Kantrov oversees the development and support of programs that promote students’ intellectual and career development. Much of her work focuses on preparing high school students for college, careers, and life through innovative programs that use project- and inquiry-based approaches to develop academic and 21st century knowledge and skills, and that promote partnerships between schools, industry, higher education, and communities. (Read her blog post, Ensuring College AND Career Readiness.)
Kantrov currently leads the Ford Next Generation Learning (Ford NGL) project, supported by Ford Motor Company Fund, in which EDC has developed—and provides technical assistance and professional development for—a program that has evolved from an academically rigorous high school curriculum integrating academic and career education into a comprehensive community-wide high school reform strategy.

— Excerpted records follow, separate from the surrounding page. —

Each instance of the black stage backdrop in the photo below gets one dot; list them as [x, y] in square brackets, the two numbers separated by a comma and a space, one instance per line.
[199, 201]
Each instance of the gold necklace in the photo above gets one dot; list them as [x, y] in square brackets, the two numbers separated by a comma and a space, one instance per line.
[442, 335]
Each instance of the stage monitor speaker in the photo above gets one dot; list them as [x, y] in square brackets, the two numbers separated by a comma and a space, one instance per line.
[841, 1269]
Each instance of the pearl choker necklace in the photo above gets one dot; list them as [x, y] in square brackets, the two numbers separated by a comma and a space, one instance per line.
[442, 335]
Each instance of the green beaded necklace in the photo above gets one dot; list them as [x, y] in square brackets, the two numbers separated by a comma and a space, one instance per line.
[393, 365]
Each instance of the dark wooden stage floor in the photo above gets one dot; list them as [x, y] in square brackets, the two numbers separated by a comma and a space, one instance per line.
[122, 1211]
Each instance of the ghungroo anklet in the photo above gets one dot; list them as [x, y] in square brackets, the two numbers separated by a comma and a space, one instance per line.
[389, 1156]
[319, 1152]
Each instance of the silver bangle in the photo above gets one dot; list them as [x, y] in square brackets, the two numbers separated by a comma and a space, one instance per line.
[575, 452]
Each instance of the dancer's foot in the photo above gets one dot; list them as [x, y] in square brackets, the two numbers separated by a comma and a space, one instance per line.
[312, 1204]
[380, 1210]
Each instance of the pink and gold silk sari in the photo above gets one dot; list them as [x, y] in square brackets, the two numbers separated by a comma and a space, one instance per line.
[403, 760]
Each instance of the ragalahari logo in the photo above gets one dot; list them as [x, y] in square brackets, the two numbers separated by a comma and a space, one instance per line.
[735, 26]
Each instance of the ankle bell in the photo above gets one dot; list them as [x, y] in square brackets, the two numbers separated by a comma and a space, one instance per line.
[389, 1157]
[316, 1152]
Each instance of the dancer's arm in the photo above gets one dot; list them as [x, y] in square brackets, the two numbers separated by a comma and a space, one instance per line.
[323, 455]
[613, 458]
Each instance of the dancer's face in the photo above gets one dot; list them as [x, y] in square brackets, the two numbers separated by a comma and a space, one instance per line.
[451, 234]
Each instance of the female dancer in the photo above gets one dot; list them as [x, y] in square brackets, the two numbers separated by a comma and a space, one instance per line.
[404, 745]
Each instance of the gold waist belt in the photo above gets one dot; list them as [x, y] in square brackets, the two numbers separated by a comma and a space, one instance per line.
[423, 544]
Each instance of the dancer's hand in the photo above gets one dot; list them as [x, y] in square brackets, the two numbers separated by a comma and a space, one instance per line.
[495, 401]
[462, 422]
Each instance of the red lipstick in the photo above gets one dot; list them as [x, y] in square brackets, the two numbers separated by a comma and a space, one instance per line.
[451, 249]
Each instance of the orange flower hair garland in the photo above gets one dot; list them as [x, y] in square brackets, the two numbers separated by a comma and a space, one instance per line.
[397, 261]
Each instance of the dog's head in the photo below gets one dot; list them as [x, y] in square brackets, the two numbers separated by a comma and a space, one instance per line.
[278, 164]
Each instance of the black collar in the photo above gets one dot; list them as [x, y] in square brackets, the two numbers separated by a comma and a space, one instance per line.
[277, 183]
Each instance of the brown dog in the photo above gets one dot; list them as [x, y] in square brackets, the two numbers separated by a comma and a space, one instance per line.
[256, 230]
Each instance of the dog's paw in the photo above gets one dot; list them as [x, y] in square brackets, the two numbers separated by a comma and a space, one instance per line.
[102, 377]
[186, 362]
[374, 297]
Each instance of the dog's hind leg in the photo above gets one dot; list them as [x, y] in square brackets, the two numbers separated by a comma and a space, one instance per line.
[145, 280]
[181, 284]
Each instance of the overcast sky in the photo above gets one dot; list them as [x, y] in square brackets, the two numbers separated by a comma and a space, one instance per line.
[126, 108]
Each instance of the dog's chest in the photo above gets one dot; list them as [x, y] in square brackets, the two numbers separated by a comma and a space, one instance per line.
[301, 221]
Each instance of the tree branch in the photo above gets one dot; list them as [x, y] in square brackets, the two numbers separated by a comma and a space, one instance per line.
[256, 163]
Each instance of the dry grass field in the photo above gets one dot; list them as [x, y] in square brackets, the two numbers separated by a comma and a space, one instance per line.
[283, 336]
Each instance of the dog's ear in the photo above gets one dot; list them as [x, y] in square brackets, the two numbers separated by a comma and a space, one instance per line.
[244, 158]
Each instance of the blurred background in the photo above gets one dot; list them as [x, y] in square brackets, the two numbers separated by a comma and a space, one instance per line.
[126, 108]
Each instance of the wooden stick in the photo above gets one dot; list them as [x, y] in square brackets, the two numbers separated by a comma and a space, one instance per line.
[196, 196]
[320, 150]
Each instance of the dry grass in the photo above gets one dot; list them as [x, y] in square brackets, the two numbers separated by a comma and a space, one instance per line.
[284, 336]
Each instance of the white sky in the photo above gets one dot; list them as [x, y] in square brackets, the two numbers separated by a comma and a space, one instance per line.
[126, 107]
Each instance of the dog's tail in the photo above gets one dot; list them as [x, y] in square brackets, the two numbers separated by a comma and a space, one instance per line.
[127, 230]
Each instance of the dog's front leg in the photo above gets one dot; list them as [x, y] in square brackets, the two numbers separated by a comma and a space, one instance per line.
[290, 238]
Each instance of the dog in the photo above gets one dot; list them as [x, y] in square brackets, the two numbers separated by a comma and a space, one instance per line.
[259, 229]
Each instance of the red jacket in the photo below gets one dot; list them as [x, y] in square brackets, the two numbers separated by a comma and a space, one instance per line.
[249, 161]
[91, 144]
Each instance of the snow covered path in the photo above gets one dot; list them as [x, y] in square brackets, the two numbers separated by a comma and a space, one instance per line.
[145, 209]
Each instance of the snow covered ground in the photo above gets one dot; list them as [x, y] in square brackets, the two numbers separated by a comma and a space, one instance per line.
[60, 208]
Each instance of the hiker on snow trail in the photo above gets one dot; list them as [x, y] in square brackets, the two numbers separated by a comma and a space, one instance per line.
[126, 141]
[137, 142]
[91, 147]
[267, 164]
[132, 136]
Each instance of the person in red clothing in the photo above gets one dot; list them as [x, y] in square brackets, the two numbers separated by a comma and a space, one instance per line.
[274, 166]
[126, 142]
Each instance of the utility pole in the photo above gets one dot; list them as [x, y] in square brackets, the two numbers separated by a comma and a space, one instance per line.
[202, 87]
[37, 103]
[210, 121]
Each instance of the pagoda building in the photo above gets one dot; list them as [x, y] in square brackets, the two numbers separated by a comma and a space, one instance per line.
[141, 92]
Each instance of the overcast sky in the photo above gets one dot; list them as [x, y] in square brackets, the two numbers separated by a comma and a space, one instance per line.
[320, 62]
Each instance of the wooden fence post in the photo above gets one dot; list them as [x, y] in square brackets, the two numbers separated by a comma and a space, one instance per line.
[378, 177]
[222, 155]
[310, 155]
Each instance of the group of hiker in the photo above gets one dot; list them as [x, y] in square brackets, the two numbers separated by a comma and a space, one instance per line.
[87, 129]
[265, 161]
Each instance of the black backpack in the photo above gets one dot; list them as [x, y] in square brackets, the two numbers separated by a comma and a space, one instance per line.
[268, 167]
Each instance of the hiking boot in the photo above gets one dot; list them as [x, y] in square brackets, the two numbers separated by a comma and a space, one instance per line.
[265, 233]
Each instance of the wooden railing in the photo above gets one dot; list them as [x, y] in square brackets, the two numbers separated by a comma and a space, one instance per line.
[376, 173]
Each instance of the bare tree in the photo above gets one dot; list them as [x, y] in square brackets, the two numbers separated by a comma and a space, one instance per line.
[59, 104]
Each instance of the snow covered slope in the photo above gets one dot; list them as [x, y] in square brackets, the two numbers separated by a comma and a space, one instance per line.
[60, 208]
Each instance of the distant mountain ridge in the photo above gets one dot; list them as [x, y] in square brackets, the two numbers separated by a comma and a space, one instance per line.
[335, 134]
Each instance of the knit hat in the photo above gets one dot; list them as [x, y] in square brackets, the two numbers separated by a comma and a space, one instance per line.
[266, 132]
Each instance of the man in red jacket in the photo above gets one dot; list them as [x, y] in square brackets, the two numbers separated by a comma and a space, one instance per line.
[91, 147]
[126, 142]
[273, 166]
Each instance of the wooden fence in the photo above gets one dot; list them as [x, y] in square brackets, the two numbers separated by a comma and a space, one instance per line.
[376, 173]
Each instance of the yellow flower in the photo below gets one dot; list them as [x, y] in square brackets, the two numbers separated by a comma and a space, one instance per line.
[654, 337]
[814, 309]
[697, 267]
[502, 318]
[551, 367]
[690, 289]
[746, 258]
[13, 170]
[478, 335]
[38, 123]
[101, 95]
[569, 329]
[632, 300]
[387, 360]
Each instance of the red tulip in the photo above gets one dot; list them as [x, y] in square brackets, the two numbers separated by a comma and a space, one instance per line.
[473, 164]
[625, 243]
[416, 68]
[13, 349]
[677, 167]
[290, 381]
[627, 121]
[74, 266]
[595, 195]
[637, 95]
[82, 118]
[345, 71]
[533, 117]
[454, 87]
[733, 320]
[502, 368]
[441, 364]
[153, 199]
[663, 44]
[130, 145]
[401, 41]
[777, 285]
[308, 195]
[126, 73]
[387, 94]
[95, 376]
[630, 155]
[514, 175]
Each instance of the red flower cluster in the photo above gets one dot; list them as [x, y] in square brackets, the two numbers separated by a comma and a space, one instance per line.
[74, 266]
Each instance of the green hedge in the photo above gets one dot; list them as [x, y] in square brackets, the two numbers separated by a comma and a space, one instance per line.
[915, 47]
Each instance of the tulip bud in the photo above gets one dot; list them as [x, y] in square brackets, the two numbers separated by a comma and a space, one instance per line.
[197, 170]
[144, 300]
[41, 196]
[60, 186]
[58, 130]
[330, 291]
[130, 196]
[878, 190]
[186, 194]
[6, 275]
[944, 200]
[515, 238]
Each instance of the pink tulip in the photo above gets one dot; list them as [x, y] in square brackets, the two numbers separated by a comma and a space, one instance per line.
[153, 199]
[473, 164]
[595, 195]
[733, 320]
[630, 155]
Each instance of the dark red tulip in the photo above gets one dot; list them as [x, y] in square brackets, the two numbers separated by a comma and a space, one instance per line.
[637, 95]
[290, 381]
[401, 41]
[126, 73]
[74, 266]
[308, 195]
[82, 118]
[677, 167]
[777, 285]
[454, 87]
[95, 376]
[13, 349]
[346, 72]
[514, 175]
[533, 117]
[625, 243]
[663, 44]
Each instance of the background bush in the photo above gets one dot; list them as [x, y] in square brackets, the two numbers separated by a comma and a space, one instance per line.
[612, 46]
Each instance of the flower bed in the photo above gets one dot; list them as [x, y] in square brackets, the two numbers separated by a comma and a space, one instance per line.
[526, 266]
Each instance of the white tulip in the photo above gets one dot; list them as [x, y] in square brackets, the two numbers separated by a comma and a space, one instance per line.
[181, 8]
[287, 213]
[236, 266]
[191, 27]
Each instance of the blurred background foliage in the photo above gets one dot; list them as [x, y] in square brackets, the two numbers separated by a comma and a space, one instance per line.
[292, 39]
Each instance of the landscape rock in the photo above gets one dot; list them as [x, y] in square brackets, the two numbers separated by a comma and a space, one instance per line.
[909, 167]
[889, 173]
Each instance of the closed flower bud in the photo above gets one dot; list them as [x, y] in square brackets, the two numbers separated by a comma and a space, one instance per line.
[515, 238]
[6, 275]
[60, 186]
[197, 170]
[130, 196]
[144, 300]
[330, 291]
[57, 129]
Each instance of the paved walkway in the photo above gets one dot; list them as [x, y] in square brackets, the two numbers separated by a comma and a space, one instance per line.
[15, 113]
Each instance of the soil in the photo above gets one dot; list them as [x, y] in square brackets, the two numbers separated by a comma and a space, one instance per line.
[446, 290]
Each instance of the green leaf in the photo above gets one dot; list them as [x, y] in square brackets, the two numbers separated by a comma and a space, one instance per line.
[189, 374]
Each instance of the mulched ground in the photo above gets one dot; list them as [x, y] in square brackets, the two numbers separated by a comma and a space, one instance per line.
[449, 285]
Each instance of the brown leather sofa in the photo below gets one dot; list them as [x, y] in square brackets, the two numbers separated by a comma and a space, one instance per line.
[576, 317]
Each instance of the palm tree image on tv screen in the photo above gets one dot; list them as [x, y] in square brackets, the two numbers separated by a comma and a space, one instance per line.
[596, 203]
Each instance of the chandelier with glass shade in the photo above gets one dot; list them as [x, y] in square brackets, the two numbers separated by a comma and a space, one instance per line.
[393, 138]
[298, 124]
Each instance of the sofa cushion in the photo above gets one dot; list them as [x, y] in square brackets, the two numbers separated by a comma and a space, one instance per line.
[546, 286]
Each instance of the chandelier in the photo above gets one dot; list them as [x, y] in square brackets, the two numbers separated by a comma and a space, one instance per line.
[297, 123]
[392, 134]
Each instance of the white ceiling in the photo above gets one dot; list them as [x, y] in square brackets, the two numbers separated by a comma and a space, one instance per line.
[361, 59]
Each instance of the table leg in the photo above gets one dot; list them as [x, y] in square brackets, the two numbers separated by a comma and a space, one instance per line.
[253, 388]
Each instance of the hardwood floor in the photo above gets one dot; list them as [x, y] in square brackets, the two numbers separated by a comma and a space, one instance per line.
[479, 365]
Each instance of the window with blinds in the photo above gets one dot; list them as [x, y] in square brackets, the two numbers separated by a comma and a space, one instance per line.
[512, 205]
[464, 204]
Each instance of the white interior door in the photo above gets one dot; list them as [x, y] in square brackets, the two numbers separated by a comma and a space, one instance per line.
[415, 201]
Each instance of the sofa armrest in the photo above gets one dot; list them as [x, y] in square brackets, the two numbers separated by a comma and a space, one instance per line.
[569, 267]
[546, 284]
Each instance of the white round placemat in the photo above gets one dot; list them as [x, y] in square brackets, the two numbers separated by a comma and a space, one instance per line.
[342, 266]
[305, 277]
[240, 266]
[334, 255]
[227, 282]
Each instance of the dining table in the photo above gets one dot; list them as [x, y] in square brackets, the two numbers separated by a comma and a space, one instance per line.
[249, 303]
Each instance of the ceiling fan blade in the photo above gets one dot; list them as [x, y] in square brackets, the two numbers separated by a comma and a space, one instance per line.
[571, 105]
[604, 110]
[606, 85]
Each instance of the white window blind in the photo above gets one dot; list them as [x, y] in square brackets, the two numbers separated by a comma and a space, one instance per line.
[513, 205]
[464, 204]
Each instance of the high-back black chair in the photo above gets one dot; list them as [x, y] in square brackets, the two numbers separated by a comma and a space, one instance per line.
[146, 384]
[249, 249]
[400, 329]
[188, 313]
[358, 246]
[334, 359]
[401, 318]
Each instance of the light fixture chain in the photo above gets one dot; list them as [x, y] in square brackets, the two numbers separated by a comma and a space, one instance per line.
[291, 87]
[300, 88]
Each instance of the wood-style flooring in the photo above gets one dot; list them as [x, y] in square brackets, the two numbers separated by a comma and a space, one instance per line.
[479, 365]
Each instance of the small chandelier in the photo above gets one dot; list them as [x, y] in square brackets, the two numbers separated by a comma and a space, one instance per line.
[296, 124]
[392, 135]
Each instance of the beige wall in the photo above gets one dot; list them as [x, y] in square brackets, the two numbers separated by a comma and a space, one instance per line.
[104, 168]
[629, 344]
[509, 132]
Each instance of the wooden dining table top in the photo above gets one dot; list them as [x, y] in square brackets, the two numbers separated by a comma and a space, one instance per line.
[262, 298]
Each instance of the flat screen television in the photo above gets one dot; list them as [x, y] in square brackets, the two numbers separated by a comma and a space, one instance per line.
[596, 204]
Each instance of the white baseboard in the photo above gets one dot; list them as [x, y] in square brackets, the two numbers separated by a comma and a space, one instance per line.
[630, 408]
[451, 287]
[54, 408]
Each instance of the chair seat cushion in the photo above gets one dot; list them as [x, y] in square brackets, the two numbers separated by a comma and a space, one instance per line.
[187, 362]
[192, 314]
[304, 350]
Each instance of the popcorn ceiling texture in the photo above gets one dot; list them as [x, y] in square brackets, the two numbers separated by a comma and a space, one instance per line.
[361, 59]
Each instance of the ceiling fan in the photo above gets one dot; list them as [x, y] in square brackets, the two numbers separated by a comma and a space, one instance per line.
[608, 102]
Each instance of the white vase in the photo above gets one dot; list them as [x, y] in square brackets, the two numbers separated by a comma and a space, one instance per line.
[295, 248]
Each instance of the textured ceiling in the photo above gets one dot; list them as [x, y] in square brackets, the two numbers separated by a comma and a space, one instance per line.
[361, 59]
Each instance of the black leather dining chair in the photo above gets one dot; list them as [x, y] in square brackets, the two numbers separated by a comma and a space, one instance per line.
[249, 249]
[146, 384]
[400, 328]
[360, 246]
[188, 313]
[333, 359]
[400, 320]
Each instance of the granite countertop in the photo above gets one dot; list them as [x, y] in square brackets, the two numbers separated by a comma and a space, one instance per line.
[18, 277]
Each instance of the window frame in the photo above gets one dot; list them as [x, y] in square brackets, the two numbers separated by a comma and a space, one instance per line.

Kantrov’s article in the March 2015 issue of Phi Delta Kappan, “New CTE Model Is a Plus for Schools and Students,” highlights the successful outcomes for students in a Florida high school that is part of the Ford NGL network.
In 2016, Kantrov authored a white paper, Achieving Educational Equity and Justice in Career Academies: Challenges and Promising Strategies, that was commissioned by Ford NGL and focuses on the potential of career academies to improve educational and economic outcomes for underserved students if the model is implemented with fidelity. In 2014, she authored two white papers. The first, Opportunities and Challenges in Secondary Career and Technical Education, offers a panoramic view of CTE—its strengths, needs, and possibilities. The second paper, Externships and Beyond: Work-Based Learning for Teachers as a Promising Strategy for Increasing the Relevance of Secondary Education, describes a typology of work-based learning for teachers that has the potential to improve students’ understanding of and preparation for workplace opportunities and demands.
Kantrov has partnered with the Association for Career and Technical Education, the College and Career Academy Support Network, NAF, the National Career Academy Coalition, Philadelphia Academies, Inc., Alignment Nashville, the Linked Learning Alliance, and a variety of communities and school districts nationwide.
She is the coauthor of A Guide to Facilitating Cases in Education, Choosing a Standards-Based Mathematics Curriculum, Guiding Curriculum Decisions for Middle-Grades Mathematics, Guiding Curriculum Decisions for Middle-Grades Science, and Guiding Curriculum Decisions for Middle-Grades Language Arts. She also co-edited Casebook on School Reform. She is a developer of the Ford Partnership for Advanced Studies, Digital/Media/Arts, and Law and Justice high school curricula.
Before joining EDC, Kantrov was an editor of Notable American Women: The Modern Period and taught writing at Tufts University and Wheelock College. She received her BA from the University of Chicago and MA and PhD from Tufts University.